The UK has been forced to pay out compensation to Iraqis who claimed they were detained and tortured by British forces during the occupation of the south-east of the Middle Eastern nation.
The UK's Ministry of Defense gave £14 million in compensation and cost to hundreds of Iraqis. The pay out will likely not be the end either, as hundreds more claims are still being evaluated as Iraqis learn they are able to bring cases against the UK authorities in London courts, reports The Guardian.
The Ministry of Defense has promised it will launch an investigation for every abuse allegation that is brought forward. They added that the majority of British servicemen and women deployed to Iraq during the time in question were not involved in the torture, but conducted themselves "with the highest standards of integrity."

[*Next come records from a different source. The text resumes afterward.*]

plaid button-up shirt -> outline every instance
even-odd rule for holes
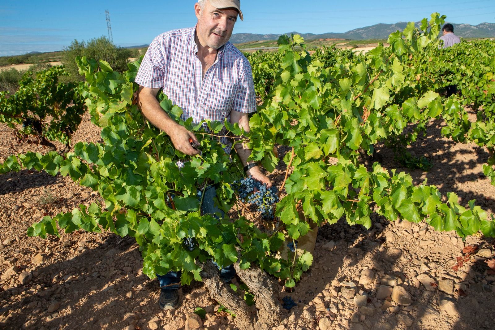
[[[160,35],[149,45],[135,82],[149,88],[161,88],[172,103],[184,110],[181,119],[192,117],[223,122],[230,111],[256,111],[251,66],[231,43],[218,50],[213,64],[202,77],[195,40],[196,27]],[[223,132],[221,133],[224,133]],[[220,134],[223,135],[224,134]],[[230,152],[230,139],[222,138]]]

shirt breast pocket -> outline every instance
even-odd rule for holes
[[[223,121],[230,113],[237,91],[237,85],[221,82],[212,84],[205,98],[204,106],[211,113],[218,113],[219,117],[214,120]]]

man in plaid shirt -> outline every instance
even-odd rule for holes
[[[162,89],[172,102],[184,110],[182,119],[192,117],[223,121],[226,118],[249,131],[248,114],[256,111],[252,74],[249,62],[231,43],[238,15],[243,20],[239,0],[199,0],[195,4],[198,24],[160,35],[150,44],[139,68],[136,82],[140,85],[139,104],[143,114],[153,125],[170,137],[176,149],[186,155],[199,152],[190,143],[198,145],[193,132],[171,118],[156,100]],[[228,146],[230,141],[222,141]],[[248,175],[271,185],[270,179],[256,163],[248,162],[251,151],[235,145]],[[214,188],[205,189],[202,211],[221,211],[213,204]],[[222,270],[224,280],[231,279],[233,267]],[[159,301],[162,309],[179,305],[180,272],[158,275],[161,288]]]

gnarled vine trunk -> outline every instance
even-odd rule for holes
[[[256,297],[258,309],[257,329],[279,321],[282,314],[282,305],[277,297],[275,279],[257,267],[241,269],[239,263],[234,264],[237,275]]]
[[[199,273],[210,291],[211,298],[216,300],[236,314],[236,323],[241,330],[254,330],[252,316],[244,299],[234,292],[230,285],[223,282],[218,268],[208,260],[201,265]]]
[[[218,268],[208,261],[201,264],[200,273],[210,291],[210,296],[236,314],[236,323],[241,330],[264,329],[279,321],[282,305],[277,299],[277,282],[258,267],[241,269],[239,263],[234,264],[238,275],[256,297],[257,317],[253,319],[250,309],[242,298],[222,280]]]

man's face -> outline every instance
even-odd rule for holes
[[[218,49],[225,45],[232,34],[237,20],[237,11],[233,9],[217,9],[206,1],[201,9],[198,3],[195,5],[198,26],[196,34],[203,47]]]

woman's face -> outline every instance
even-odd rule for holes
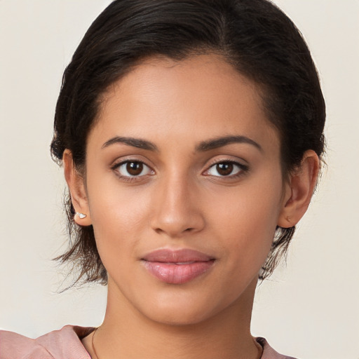
[[[111,300],[176,324],[249,305],[287,197],[253,83],[215,55],[148,60],[107,93],[86,158]]]

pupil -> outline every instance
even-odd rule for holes
[[[126,165],[126,170],[130,175],[137,176],[142,172],[143,164],[140,162],[128,162]]]
[[[233,163],[219,163],[217,165],[217,170],[219,175],[227,176],[233,171]]]

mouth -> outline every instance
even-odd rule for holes
[[[183,284],[204,274],[215,259],[189,249],[158,250],[142,259],[144,268],[161,282]]]

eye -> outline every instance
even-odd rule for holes
[[[234,177],[248,170],[248,166],[233,161],[215,163],[205,172],[205,175],[216,177]]]
[[[139,161],[126,161],[116,165],[114,169],[123,177],[145,176],[154,172],[148,165]]]

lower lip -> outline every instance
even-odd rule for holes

Despite the claim, however, human rights groups and lawyers who represent former prisoners disagree. They claim instead that the abuse by British troops was systemic and that military interrogators and guards were responsible for mistreatment. The victims allege that the abuse was in accordance with the service members training in the UK, as well as orderes that were issued while they were in Iraq.
Al Jazeera'a Rory Challands, who was in London to cover the payout, stated:
"[Rather than] a small number of mis-behaving individuals, rights groups say it was a systematic and systemic problem. They say the training that troops had been put through led to these problems, [creating] the kind of environment where abuse might happen ... that it was not just a few bad apples."
The Ministry of Defense has said, however, that there is no need for a public inquiry into the allegations. Instead, it has instituted its own investigation group to determine more information about the abuse allegations, as well as prisoner deaths of those in British military custody.